Dinosaurs have been more popular than ever since their starring role in the film Jurassic Park.

A more surprising result of the film's popularity has been a worldwide surge in demand for amber jewellery. Amber's popularity got peek after millions of people saw dinosaur DNA extracted from a mosquito trapped in amber in the film.

People learned that amber, which is fossilised pine tree resin, is ancient and valuable, like an antique from history.
Demand is especially strong for amber with insects inside it.

The two main sources of amber on the market today are the Baltic states and the Dominican Republic. Amber from the former is older, and thus preferred on the market.
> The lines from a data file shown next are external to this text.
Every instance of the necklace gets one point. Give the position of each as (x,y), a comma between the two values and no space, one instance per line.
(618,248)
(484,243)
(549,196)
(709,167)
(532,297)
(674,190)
Demand is especially strong for amber with insects inside it. Amber prices can range from $20 to $40,000 or more.

Luckily for new amber enthusiasts, amber from Poland is more widely available on the market than it was in previous years thanks to the liberalisation of the economies of Eastern Europe and the former Soviet Union.

Baltic amber is found in Lithuania, Latvia, Estonia, Poland, Russia, and occasionally washed up on the shores of the Baltic Sea as far away as Denmark, Norway, and England.

Other amber sources include Myanmar (formerly Burma), Lebanon, Sicily, Mexico, Romania, Germany, and Canada.
The desire for amber is nothing new. Amber artefacts dating back to the Stone Age have been found in what is now Germany and Denmark.

The Romans sent armies to conquer and control amber-producing areas. The Emperor Nero was a great connoisseur of amber. During his time, according to the Roman historian Pliny, the price of an amber figurine, no matter how small, exceeded the price of a healthy slave.

The ancient Germans burned amber as incense, so they called it 'bernstein', or 'burn stone'.

Certain orders of knights controlled the trade, and unauthorised possession of raw amber was illegal in most of Europe by the year 1400.
What secrets might amber hold?

Could a mosquito trapped in amber really contain dinosaur DNA? Most amber just isn't old enough, having had some 25 to 50 million birthdays at the most. The dinosaurs died out 65 million years ago at the end of the Cretaceous Period. The Jurassic period was 144 million years ago. But in 1994, Dr Raul Cano of California Polytechnic State University at San Luis Obispo, a molecular biologist, reported in the British journal 'Nature' that he and his colleagues had extracted DNA from a weevil that was trapped in amber 120 to 135 million years ago, when dinosaurs did indeed roam the earth.